Cette recension d’ouvrage est issue de Politique étrangère (2/2014). Vivien Pertusot propose une analyse de l’ouvrage d’ Anthony Giddens, Turbulent and Mighty Continent. What Future for Europe?, (Cambridge, Polity, 2013, 224 pages).
Anthony Giddens est un auteur prolifique, mais il a finalement assez peu écrit sur l’Europe. On retrouve toutefois ici certains concepts développés auparavant, notamment celui du « modèle social européen », central dans Europe in the Global Age (2007). L’objectif du présent ouvrage est clair : la crise de confiance que traverse l’Union européenne (UE) est profonde, mais il n’est pas trop tard pour la résorber. À cette fin, Giddens ne voit d’autre solution que d’approfondir l’intégration de la zone euro, car « une solution fédérale, même minimaliste, n’est pas simplement de nouveau à l’ordre du jour, c’est une exigence ».
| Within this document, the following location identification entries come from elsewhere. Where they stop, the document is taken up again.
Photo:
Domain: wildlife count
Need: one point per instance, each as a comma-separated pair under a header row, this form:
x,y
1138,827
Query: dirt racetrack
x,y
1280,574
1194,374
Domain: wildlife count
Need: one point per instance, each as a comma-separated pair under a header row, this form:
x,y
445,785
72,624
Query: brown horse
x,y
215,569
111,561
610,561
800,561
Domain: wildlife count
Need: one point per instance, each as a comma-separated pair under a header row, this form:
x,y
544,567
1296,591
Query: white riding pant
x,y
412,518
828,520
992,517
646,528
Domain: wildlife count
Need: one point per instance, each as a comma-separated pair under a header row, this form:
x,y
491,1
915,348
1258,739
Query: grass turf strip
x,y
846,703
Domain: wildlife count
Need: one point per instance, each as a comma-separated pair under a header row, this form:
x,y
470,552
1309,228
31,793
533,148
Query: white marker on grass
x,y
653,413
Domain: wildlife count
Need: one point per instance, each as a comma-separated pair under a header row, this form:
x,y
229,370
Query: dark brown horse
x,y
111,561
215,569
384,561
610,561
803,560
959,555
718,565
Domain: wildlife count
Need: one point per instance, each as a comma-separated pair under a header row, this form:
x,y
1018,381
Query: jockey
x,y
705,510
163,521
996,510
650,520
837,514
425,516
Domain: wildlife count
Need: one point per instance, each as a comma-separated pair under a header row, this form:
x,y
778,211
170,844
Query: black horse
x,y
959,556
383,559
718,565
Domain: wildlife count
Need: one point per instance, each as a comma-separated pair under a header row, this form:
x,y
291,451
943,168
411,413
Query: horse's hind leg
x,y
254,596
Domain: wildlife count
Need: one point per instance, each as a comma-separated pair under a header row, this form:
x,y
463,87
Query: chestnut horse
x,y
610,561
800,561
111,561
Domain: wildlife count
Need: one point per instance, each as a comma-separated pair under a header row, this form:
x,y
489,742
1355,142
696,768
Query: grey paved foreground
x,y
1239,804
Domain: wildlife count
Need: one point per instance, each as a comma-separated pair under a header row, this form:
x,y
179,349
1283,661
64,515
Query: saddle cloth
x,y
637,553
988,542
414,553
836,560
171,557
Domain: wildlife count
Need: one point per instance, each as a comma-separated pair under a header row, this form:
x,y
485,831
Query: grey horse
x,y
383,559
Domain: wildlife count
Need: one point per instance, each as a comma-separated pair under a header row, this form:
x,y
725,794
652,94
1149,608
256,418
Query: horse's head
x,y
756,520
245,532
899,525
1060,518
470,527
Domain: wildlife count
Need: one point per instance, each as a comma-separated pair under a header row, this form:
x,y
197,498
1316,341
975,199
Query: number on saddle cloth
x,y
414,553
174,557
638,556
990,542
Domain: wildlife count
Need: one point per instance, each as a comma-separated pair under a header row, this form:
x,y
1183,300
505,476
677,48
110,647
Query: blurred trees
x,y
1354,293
Tout d’abord, la foi des citoyens envers le projet européen s’amenuise. Ce phénomène s’est accéléré ces dernières années avec une intégration effrénée, qui a créé plus de désespoir que d’espérance. Ensuite, l’auteur relève l’émergence négative de deux Europe, EU1 et EU2. EU1 représente l’Europe communautaire, autrement dit les institutions européennes, que l’auteur appelle l’« Europe de papier », et dont l’influence a chuté au détriment d’EU2, l’Europe intergouvernementale dominée de facto par l’Allemagne et dans laquelle les décisions se prennent de manière confidentielle.
La troisième raison qui pousse à l’intégration est que la souveraineté n’a de valeur que si elle peut être défendue. Pour peser face aux États-Unis et à la Chine, les États européens doivent mutualiser davantage leur souveraineté, ce que Giddens appelle la « souveraineté + ». Toutefois, l’auteur admet que cette voie fédérale doit reposer sur un pacte : des réformes structurelles profondes dans tous les États membres et la mise en œuvre d’un mécanisme de mutualisation des dettes. Un autre paramètre s’imposerait alors, puisque cette voie, où la zone euro serait utilisée, ne laisserait que peu de place à l’intégration différentiée.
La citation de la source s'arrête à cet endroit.